The cycle begins with the collection of patient information during pre-registration. This includes demographic details, insurance information, and any relevant financial data. Accurate and complete information at this stage is crucial for a smooth RCM process.
After pre-registration, appointments are scheduled, and the eligibility of the patient’s insurance coverage is verified. This step ensures that the provided services are covered, reducing the risk of claim denials.
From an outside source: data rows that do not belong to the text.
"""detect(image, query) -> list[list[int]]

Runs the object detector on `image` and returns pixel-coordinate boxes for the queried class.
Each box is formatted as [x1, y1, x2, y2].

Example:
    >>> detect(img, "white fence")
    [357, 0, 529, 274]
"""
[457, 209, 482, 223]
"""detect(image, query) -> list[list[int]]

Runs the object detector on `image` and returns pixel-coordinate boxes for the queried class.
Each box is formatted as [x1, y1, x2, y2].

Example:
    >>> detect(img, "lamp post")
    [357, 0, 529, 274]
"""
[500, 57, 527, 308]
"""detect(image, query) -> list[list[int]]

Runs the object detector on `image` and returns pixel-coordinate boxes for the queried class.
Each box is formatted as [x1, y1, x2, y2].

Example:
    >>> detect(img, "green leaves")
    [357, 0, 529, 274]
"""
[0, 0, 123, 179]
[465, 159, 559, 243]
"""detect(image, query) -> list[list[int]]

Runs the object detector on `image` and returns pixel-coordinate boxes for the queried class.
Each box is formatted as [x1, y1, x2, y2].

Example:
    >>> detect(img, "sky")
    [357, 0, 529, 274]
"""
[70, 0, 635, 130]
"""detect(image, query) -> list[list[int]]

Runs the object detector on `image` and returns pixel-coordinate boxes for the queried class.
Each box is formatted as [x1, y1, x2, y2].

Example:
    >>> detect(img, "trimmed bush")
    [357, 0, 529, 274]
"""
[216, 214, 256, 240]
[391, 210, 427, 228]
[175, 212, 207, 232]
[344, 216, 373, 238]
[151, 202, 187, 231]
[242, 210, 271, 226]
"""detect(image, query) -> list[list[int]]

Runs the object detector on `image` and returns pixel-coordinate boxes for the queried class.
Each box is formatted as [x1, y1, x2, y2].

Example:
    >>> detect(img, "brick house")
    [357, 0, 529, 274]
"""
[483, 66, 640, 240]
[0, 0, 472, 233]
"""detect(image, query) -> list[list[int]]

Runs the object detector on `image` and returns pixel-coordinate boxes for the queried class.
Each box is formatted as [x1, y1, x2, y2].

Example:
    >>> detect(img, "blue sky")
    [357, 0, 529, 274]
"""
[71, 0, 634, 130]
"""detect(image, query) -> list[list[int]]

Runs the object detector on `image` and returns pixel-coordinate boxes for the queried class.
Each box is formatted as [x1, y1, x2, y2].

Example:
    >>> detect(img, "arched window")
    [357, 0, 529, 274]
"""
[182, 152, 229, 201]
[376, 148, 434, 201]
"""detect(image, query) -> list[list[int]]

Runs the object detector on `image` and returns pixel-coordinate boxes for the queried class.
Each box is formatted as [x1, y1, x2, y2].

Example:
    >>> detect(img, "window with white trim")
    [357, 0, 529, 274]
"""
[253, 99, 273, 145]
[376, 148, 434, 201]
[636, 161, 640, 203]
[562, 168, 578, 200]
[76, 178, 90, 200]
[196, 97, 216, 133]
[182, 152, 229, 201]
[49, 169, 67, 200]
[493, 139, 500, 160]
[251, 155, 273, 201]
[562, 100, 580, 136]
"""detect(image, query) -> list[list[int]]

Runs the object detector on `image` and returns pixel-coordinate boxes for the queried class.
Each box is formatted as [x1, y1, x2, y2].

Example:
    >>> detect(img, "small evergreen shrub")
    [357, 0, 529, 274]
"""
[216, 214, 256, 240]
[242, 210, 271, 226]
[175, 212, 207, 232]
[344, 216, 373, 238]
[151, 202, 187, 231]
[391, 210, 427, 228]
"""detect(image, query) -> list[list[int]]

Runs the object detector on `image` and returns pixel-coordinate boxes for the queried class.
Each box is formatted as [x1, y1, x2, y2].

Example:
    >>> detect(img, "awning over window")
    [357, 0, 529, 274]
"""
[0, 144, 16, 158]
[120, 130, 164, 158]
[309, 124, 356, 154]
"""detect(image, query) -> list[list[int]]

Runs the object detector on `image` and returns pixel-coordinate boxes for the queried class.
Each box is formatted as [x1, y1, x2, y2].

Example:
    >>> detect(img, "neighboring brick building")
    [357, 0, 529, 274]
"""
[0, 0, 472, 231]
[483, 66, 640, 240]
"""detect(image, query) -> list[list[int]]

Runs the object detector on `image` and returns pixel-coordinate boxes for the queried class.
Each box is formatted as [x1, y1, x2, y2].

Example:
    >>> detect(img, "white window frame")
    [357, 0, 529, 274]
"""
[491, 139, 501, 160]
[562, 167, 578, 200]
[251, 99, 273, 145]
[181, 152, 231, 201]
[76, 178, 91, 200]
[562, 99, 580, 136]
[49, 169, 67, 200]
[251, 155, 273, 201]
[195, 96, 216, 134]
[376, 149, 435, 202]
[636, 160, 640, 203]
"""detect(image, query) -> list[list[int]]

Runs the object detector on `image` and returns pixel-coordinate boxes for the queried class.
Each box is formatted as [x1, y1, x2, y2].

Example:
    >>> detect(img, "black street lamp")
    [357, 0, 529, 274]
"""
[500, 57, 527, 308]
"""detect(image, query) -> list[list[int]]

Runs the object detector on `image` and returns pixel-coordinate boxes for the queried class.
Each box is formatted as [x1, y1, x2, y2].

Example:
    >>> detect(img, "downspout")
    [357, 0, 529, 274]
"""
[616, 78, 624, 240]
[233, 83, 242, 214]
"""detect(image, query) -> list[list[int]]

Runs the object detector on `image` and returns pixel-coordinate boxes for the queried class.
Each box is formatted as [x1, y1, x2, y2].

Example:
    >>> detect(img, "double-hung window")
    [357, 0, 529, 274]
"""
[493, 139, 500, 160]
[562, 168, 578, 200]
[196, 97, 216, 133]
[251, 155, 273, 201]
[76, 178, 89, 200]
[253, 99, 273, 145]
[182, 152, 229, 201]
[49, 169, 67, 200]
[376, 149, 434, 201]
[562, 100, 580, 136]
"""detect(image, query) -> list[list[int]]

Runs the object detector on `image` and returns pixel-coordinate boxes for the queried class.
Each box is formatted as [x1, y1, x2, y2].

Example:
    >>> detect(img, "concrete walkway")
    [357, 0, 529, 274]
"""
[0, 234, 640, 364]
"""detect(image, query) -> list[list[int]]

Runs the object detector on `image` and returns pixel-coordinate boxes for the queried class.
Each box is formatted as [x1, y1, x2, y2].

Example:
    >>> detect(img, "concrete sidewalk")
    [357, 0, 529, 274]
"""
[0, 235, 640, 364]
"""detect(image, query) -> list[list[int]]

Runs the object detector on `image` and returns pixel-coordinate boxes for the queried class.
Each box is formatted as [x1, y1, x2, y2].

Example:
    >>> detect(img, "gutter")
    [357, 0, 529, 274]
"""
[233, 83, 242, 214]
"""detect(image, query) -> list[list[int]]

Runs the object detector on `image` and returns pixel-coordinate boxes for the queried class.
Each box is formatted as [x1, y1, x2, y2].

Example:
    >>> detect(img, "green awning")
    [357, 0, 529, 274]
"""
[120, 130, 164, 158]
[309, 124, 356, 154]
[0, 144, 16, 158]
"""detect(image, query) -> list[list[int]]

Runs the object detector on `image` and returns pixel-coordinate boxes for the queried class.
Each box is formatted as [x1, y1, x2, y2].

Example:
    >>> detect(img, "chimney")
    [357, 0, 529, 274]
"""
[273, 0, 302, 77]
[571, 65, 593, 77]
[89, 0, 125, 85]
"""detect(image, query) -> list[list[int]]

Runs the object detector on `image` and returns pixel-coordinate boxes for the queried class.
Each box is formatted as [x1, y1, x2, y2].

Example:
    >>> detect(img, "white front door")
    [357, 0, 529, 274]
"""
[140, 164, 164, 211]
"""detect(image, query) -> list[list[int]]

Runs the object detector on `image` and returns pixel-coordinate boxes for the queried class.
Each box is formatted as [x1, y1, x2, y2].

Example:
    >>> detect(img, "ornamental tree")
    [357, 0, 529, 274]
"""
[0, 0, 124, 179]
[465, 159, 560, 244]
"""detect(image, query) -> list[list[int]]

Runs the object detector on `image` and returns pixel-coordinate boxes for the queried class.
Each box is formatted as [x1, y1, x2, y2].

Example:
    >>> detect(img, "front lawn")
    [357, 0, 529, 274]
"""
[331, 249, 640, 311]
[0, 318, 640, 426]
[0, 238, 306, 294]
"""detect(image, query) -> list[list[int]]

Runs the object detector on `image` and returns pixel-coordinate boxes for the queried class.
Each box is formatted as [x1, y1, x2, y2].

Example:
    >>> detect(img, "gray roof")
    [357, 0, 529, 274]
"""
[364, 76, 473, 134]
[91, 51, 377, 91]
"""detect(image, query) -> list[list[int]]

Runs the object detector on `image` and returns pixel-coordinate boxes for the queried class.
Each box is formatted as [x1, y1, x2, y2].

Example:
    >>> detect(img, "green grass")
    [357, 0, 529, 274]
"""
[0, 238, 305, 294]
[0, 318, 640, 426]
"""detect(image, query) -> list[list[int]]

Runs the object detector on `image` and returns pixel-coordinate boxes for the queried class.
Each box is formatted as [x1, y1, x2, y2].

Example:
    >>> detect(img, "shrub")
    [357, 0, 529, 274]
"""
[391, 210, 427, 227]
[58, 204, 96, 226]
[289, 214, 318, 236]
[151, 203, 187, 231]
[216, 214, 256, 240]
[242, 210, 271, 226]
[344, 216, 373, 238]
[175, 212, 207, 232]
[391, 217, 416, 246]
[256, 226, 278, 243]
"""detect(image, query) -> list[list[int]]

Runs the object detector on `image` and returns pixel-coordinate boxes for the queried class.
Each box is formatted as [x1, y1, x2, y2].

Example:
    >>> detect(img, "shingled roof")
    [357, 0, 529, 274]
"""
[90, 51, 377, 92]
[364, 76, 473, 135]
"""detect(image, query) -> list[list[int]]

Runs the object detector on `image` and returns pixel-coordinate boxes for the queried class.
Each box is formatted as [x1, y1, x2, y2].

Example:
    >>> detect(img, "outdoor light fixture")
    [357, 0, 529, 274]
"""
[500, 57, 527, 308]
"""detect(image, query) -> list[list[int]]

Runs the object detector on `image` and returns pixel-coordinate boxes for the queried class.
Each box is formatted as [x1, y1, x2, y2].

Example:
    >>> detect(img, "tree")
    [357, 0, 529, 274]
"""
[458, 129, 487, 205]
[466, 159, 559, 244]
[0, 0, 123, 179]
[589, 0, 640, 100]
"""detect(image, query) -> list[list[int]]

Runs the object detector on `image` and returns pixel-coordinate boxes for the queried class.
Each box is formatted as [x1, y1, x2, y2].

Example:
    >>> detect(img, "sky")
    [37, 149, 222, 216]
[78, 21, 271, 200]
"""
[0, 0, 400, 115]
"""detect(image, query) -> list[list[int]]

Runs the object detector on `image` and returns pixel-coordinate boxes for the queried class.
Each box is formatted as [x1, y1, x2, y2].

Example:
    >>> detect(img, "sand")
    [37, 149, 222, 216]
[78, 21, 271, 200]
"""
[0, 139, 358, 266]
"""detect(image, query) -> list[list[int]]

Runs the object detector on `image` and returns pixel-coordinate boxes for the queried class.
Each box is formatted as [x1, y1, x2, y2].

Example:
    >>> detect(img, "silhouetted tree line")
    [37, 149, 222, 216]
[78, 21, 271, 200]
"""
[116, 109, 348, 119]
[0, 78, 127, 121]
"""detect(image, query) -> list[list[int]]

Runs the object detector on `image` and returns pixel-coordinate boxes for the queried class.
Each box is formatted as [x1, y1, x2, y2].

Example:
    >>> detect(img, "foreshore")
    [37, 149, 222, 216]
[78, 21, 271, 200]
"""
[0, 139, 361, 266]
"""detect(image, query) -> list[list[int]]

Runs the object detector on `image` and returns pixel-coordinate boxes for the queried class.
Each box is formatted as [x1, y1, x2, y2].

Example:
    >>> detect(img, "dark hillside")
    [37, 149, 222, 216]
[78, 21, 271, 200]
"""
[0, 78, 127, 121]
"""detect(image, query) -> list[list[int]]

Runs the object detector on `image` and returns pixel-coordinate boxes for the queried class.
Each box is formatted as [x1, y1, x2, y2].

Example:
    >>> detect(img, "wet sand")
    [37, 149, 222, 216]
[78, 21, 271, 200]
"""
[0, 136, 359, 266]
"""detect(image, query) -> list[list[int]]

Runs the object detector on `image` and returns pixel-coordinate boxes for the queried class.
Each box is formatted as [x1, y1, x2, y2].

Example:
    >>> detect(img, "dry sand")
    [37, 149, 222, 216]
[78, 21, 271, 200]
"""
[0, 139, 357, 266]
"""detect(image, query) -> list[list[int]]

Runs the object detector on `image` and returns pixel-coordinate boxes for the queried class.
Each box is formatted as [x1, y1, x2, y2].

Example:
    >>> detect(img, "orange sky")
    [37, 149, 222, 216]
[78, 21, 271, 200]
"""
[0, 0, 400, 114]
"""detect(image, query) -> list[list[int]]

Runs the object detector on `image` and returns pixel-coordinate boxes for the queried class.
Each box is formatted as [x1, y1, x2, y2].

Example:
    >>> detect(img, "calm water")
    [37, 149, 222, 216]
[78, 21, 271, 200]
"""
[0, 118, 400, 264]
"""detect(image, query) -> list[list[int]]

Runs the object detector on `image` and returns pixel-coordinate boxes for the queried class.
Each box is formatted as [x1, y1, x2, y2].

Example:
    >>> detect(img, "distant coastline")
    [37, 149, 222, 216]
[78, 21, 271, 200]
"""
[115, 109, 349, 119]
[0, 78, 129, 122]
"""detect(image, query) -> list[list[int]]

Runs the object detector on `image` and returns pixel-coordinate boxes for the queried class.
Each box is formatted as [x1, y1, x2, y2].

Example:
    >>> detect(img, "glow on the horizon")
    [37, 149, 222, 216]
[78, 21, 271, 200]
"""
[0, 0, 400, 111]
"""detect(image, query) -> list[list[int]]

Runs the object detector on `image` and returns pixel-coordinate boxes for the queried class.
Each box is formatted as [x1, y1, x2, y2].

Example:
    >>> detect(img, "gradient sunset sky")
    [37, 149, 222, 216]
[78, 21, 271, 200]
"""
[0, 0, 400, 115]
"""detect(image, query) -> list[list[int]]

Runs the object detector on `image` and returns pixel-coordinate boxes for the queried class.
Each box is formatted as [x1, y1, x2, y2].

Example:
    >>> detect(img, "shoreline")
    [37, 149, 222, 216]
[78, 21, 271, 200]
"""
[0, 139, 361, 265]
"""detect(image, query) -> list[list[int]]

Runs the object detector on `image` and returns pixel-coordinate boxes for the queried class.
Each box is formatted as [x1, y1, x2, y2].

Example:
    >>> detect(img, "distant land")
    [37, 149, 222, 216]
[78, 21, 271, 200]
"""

During the patient visit, healthcare providers document the services rendered. This information is then translated into medical codes (such as CPT and ICD-10) for billing purposes. Accurate charge capture is essential to prevent revenue leakage.
Once the services are coded, claims are submitted to insurance companies for reimbursement. This step involves ensuring that all necessary documentation and coding are in compliance with the specific requirements of payers.
After claims are submitted, payments from insurance companies and patients are posted to the accounts. This step involves reconciling payments with the billed amounts and accounting for any adjustments, co-pays, or deductibles.
In cases where claims are denied, RCM includes a process of investigation, correction, and resubmission. Timely and accurate handling of denials is crucial to optimize revenue flow and prevent delays in reimbursement.
Unpaid balances are communicated to patients through billing statements. RCM includes a follow-up process to ensure that outstanding balances are addressed, and payment arrangements are made. Clear communication is essential for maintaining positive patient relationships.
Regular reporting and analysis of key performance indicators (KPIs) are integral to RCM. This step involves assessing the efficiency of the revenue cycle, identifying areas for improvement, and implementing strategies to enhance financial outcomes.